Vice President Kamala Harris and her many Chicago ties

US

Vice President Kamala Harris, who accepts the Democratic presidential nomination at the Democratic National Convention here next week, is no stranger to Chicago.

When she started running for president in 2019 in a crowded Democratic primary field, Harris’ Illinois supporters were the best organized in the state.

Those originals — the “Illinois OGs for Kamala” — are throwing a champagne brunch on Monday, the first day of the convention, to help organize support for the Harris-Walz ticket.

More on the “OGs” below.

Through the years, Harris has been to the Chicago area many times — for official events, fundraising and even a heartfelt condolence call.

In April 2021, Harris visited the Brown Sugar Bakery on the South Side to spotlight a small Black- and woman-owned business. Harris stopped en route to Midway Airport after she toured a COVID-19 vaccination center organized by the Chicago Federation of Labor.

In June 2022, she was flying to Illinois on Air Force Two when the Supreme Court overturned Roe v. Wade, ending federal protections for abortion rights. Harris started reading the decision as the plane headed toward Aurora Municipal Airport and tossed away the speech she planned to deliver in Plainfield on maternal health care issues to blast the ruling.

A few weeks later, Harris was back, for a speech to the National Education Association at McCormick Place. That was July 5, 2022, the day after the Highland Park parade massacre.

That night, Harris visited the traumatized North Shore suburb.

The Highland Park visit was not a surprise to the mayor of the suburb, Nancy Rotering, who Harris called on July 4 after the tragedy to ask how she could help.

Rotering was no stranger to Harris. She was part of a group of Illinois Democrats who had come together in 2019 to back the Harris 2020 presidential bid, building what at the time was the strongest primary operation in the state.

A few days ago I talked to members of the Harris 2020 Illinois leadership team in the wake of Kamala Harris resetting the 2024 political race after President Joe Biden dropped out.

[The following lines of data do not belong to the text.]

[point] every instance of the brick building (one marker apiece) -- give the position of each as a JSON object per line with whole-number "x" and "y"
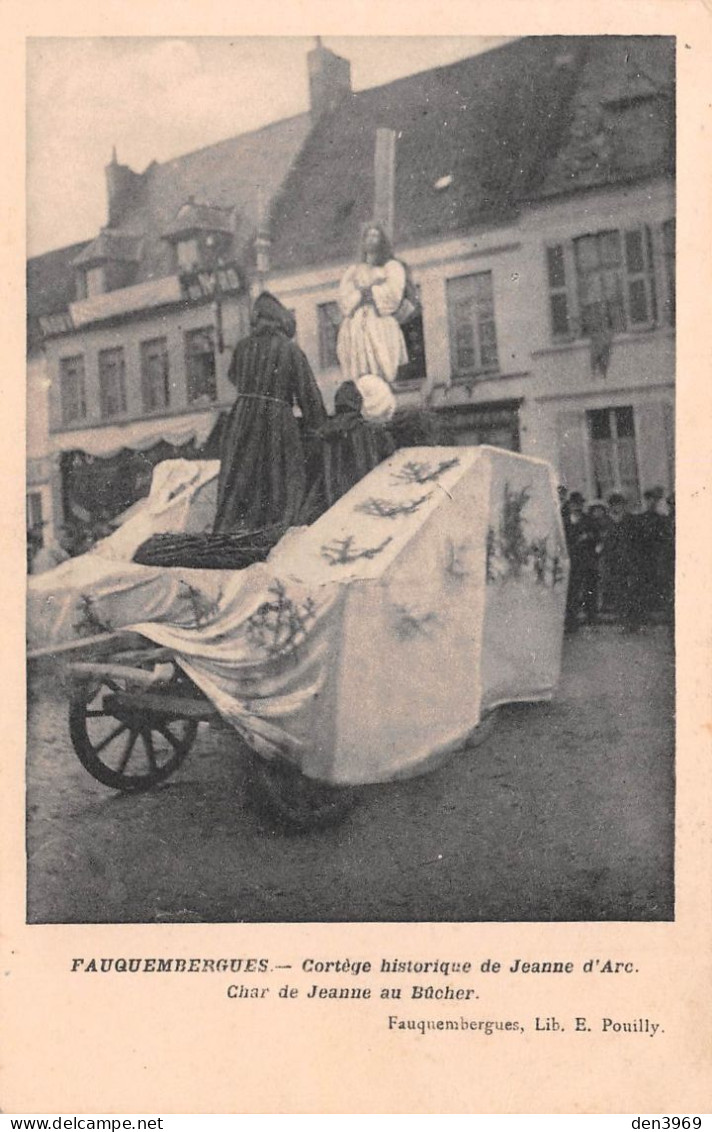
{"x": 530, "y": 189}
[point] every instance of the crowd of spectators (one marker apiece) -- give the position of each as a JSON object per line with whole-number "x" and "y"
{"x": 622, "y": 562}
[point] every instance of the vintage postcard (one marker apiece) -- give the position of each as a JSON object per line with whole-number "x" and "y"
{"x": 358, "y": 634}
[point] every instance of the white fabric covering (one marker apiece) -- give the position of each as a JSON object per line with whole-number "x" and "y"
{"x": 372, "y": 641}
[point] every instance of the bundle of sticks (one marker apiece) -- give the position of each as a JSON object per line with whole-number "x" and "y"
{"x": 236, "y": 550}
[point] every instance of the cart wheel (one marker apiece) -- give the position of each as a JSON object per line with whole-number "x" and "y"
{"x": 298, "y": 803}
{"x": 131, "y": 751}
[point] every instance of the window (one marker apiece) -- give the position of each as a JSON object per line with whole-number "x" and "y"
{"x": 188, "y": 255}
{"x": 601, "y": 282}
{"x": 73, "y": 393}
{"x": 94, "y": 282}
{"x": 154, "y": 368}
{"x": 329, "y": 320}
{"x": 111, "y": 383}
{"x": 471, "y": 314}
{"x": 611, "y": 434}
{"x": 200, "y": 365}
{"x": 668, "y": 251}
{"x": 34, "y": 514}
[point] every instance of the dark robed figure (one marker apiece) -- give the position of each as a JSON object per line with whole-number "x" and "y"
{"x": 265, "y": 452}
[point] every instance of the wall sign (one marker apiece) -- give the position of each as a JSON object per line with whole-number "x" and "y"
{"x": 211, "y": 284}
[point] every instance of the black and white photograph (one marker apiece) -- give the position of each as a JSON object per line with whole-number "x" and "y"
{"x": 350, "y": 479}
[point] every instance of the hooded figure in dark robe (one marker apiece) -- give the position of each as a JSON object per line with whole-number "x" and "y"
{"x": 353, "y": 446}
{"x": 265, "y": 451}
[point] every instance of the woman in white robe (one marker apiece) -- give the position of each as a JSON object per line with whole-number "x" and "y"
{"x": 370, "y": 340}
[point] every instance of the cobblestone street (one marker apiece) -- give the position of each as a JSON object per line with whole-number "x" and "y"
{"x": 565, "y": 813}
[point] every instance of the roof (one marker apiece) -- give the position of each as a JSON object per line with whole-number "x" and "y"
{"x": 479, "y": 138}
{"x": 110, "y": 245}
{"x": 228, "y": 176}
{"x": 50, "y": 288}
{"x": 195, "y": 216}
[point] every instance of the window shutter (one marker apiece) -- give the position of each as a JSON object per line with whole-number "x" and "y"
{"x": 571, "y": 430}
{"x": 560, "y": 276}
{"x": 640, "y": 280}
{"x": 652, "y": 430}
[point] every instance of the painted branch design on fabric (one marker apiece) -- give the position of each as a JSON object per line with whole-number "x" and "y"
{"x": 279, "y": 626}
{"x": 204, "y": 609}
{"x": 411, "y": 624}
{"x": 389, "y": 508}
{"x": 509, "y": 554}
{"x": 415, "y": 472}
{"x": 89, "y": 623}
{"x": 455, "y": 564}
{"x": 342, "y": 551}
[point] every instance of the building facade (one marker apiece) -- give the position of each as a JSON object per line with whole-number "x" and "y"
{"x": 135, "y": 336}
{"x": 547, "y": 283}
{"x": 531, "y": 190}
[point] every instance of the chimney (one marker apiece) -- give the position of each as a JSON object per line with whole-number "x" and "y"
{"x": 121, "y": 186}
{"x": 329, "y": 79}
{"x": 384, "y": 180}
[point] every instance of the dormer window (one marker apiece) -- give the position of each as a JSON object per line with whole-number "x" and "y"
{"x": 202, "y": 237}
{"x": 108, "y": 264}
{"x": 188, "y": 255}
{"x": 94, "y": 282}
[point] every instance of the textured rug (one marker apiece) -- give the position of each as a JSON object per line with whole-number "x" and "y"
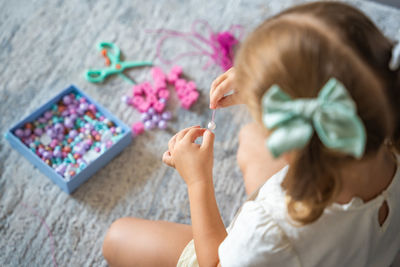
{"x": 46, "y": 46}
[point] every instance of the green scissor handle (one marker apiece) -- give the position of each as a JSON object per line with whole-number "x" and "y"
{"x": 116, "y": 65}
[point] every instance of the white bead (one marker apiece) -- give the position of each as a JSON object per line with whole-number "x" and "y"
{"x": 211, "y": 125}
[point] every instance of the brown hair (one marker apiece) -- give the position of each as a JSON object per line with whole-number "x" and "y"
{"x": 300, "y": 49}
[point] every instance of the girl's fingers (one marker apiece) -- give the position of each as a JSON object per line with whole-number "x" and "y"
{"x": 193, "y": 134}
{"x": 227, "y": 101}
{"x": 208, "y": 140}
{"x": 182, "y": 133}
{"x": 219, "y": 92}
{"x": 167, "y": 159}
{"x": 171, "y": 143}
{"x": 217, "y": 81}
{"x": 220, "y": 79}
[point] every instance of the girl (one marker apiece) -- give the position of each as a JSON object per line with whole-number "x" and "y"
{"x": 317, "y": 81}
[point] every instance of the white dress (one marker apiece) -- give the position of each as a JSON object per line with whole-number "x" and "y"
{"x": 345, "y": 235}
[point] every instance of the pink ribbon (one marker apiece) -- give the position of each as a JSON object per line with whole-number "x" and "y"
{"x": 218, "y": 46}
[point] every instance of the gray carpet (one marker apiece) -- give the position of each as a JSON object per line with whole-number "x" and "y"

That’s Rotering; Chicago City Clerk Anna Valencia; Rep. Bob Morgan, D-Highland Park; Illinois 2020 Harris campaign director Valerie Alexander, now a Harris campaign adviser; election law attorney Mike Kreloff; and Rep. Nikki Budzinski, D-Ill., who back then was a senior adviser to Gov. JB Pritzker.

If you wonder how campaigns get off the ground, well this is how it works.

Alexander recalled, “She was my first choice in the primary, and I reached out to her campaign and said how can I be helpful? And she called me back, which was really great, and she said, we could use, we could use your help.”

Kreloff met up with Alexander in a coffee shop and ended up helping organize the delegate slate.

“It was a very scrappy and mighty group of supporters,” Alexander said. “Passionate supporters, of her candidacy, and we worked tirelessly to get her delegates slated, to get her on the ballot, and to go to Iowa and to do all of the things that a campaign does in their early days.”

Rotering says she got involved because “I’ve been a big fan of Kamala’s work since she was the attorney general in California, and as she became senator, just following her stance on issues that mattered to me.”

Valencia said that when she met Harris at a campaign event, “I was sold. She was authentic. She was real. She was about supporting the women. She was one of the very few people I told I was pregnant.”

One of the people from Chicago who go back with Harris is Desiree Rogers, the chief executive of Black Opal, whose support for Harris started with the vice president’s first run for a California Senate seat.

John Rogers, the founder of Ariel Investments, also knows Harris from her Senate days. He is the chair of the Economic Opportunity Coalition, which was created by Harris, and a member of the Harris National Finance Committee.

Budzinski said she was sold on Harris in 2019 because of the “experience that she brings as a woman, a woman of color, I felt to be very strong and very compelling.”

Emhoff in Chicago Wednesday for 3 fundraisers

Second gentleman Doug Emhoff headlines two fundraisers in Chicago on Wednesday. The third is in Glencoe, organized by activists who are part of Invest to Elect, whose chair is Lauren Rosenthal. The group is hosting a convention brunch reception Aug. 21 with a slew of Democratic female members of the House and Senate.